No, these numeric fields do not have a normal distribution. The SAT Verbal component is negatively skewed, whereas both Participation Rate and SAT Math are right skewed or positively skewed distribution.
In [271]:
import seaborn as sns
sns.pairplot(sats)
plt.show()
There seems to be a suggestive proportional relationship between SAT Math, SAT Verbal and Total scores, overall. That is, for example, as verbal scores increase, the math scores proportionally and positively increase. Other variable relationships, however, seem to have a rather inconclusive linear relationship. When considering building a linear regression model to describe Math, Verbal or Total Score one would need to address the outliers the scatter plots above display for each resective scores.
In [239]:
data = [sats['Math'], sats['Verbal']]
fig, ax1 = plt.subplots(figsize=(12, 8))
plt.boxplot(data)
ax1.yaxis.grid(True, linestyle='-', which='major', color='lightgrey',
alpha=0.5)
ax1.set_axisbelow(True)
ax1.set_title('Box Plot of SAT Math / Verbal Scores', y =1.03, fontsize = 24)
ax1.set_xlabel('Features', fontsize = 18)
ax1.set_ylabel('SAT Scores', fontsize = 18)
# Set the axes ranges and axes labels
numBoxes = 2
ax1.set_xlim(0.5, numBoxes + 0.5)
ax1.set_ylim(400, 625)
xtickNames = plt.setp(ax1, xticklabels=['SAT Math Score', 'SAT Verbal Score'])
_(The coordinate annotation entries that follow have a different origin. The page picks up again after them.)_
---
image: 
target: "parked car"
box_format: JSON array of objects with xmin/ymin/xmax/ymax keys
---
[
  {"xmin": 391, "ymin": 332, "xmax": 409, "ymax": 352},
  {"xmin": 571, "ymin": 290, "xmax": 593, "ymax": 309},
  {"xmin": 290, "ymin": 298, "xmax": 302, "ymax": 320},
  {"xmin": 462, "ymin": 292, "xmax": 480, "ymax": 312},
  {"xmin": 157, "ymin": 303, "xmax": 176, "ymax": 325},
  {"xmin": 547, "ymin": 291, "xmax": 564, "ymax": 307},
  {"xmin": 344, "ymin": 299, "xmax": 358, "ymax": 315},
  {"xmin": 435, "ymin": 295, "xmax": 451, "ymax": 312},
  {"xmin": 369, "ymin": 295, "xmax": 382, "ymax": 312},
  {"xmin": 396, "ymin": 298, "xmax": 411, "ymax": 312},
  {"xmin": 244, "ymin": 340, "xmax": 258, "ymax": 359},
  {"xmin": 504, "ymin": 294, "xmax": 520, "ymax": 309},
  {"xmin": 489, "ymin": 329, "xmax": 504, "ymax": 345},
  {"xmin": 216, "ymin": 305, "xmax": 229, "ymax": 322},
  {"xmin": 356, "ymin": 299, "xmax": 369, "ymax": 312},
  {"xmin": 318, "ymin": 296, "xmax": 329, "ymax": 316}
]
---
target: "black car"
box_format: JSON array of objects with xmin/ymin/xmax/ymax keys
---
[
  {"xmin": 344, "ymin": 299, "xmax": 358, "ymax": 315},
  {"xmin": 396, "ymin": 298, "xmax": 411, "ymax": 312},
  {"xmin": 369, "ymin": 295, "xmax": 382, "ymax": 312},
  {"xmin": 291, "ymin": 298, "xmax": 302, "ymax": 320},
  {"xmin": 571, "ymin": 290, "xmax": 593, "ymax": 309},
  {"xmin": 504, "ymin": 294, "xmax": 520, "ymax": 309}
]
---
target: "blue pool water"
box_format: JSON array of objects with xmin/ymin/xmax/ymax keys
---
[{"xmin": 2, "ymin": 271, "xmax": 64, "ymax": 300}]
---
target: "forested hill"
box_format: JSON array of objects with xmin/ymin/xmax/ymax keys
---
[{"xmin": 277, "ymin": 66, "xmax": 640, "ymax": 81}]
plt.setp(xtickNames, fontsize=14)
plt.axhline(625, color = 'darkgreen')
plt.axvline(1, color = 'darkgreen', linewidth = 1, alpha = 0.4)
plt.show()
In [272]:
data = [sats['Total_SAT']]
fig, ax1 = plt.subplots(figsize=(12, 8))
plt.boxplot(data)
ax1.yaxis.grid(True, linestyle='-', which='major', color='lightgrey',
alpha=0.5)
ax1.set_axisbelow(True)
ax1.set_title('Box Plot of Total SAT Scores', y =1.03, fontsize = 24)
ax1.set_xlabel('Feature', fontsize = 18)
ax1.set_ylabel('Combined SAT Scores', fontsize = 18)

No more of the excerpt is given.